Evondos Oy Supplier data register privacy policy

1. Name of the register

Evondos Oy Supplier data register

2. Data Controller

Evondos Oy
Business ID 2175820-8
Salorankatu 5-7
24240 Salo
Finland

3. Data Controller’s representative for this register

Satu Syrjänen
Tel. + 358 50 4441744
satu.syrjanen@evondos.com

4. The contact details of the data protection officer

Mika Apell
Tel. +358 40 5873295
mika.apell@evondos.com

5. The purpose and the legal basis for processing the personal data

The legal basis for the processing of the personal data is the company’s justified interest on the basis of a supplier relationship or other appropriate connection with the supplier. Further, processing is necessary for the performance of the contract to which the data subject is a party
The purpose of processing the personal data is managing the Supplier relationship and for the following purposes:

  • to manage and maintain supplier information and supplier relationship
  • implementation of contracts
  • traceability of certain components or deliveries
  • handling reclamations / reject reports
  • planning and development of data controller’s Sourcing and Procurement operations

6. Information content of the register

Register contains following personal data that are necessary for the Sourcing and Procurement operations:

  • contact information; Supplier (company) name
  • contact person(s) name and title, phone number, email address, address

7. Regular information sources

The source of information stored in the register is in general the supplier’s contact person in question. Other information sources may be used as permitted by the applicable legislation.

8. Regular recipients of the personal data

Personal Data will be disclosed as permitted and required by the applicable legislation to those data controller’s service providers or subcontractors who need information for data controller’s Sourcing and Procurement activities.
Personal Data may be processed by Evondos group companies.

9. Data transfers outside the EU and EEA

Personal data will not be transferred outside the EU or EEA.

10. Data Security measures and the periods for storing data

The data is stored in data systems that have technical ways of ensuring the data protection and monitoring the processing of the data. The data systems are access controlled.  The right to access the data in the register is limited to certain persons and to the extent their work duties require processing of the data. Any person accessing the data in the register is bound by a confidentiality obligation.

Personal data is stored for as long the purpose of processing personal data requires, considering the storage times specified in the applicable legislation and regulations, such as accounting and taxation legislation and regulations. Personal data is erased not later than three years after the need for processing has expired.

We estimate regularly the need for data storage taking into account the applicable legislation.

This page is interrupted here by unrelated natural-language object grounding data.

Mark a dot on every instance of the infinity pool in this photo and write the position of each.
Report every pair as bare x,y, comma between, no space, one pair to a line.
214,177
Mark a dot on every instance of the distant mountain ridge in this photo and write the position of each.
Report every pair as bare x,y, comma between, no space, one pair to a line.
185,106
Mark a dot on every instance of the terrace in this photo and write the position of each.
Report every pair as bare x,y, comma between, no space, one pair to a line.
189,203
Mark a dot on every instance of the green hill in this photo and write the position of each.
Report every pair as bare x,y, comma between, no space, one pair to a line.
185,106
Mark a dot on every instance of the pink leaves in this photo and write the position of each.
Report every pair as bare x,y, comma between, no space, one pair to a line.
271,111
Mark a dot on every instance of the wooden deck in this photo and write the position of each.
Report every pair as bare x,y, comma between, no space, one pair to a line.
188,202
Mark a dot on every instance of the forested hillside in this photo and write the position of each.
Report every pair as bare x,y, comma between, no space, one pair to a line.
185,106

In addition, we take care of such reasonable actions of which purpose is to ensure that no incompatible, outdated or inaccurate personal data is stored in the register taking into account the purpose of the processing. We correct or erase such data without delay.

11. Data subject’s rights

Data subject has the right in accordance with the General Data Protection Regulation to request from the data controller access to and rectification or erasure of data subject’s personal data or restriction of processing concerning the data subject and object to processing. Such requests shall be delivered personally or in writing by email to the representative identified in section 3.

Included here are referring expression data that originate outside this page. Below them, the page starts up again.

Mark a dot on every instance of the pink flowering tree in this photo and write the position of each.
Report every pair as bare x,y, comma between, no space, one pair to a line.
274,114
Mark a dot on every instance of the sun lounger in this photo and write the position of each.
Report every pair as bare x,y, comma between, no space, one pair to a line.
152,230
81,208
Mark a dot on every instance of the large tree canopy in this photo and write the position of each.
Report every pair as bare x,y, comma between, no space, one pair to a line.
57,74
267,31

Data subject has the right to lodge a complaint to supervisory authority relating to processing of personal data. The contact details of the supervisory authority can be found at www.tietosuoja.fi.

12. Changes in the Privacy Statement

Should we make amendments to this privacy statement, we will place the amended statement on our website, with an indication of the amendment date. If the amendments are significant, we may also inform you about this by other means, for example by sending an email or placing a bulletin on our homepage. We recommend that you review these privacy protection principles from time to time to ensure you are aware of any amendments made.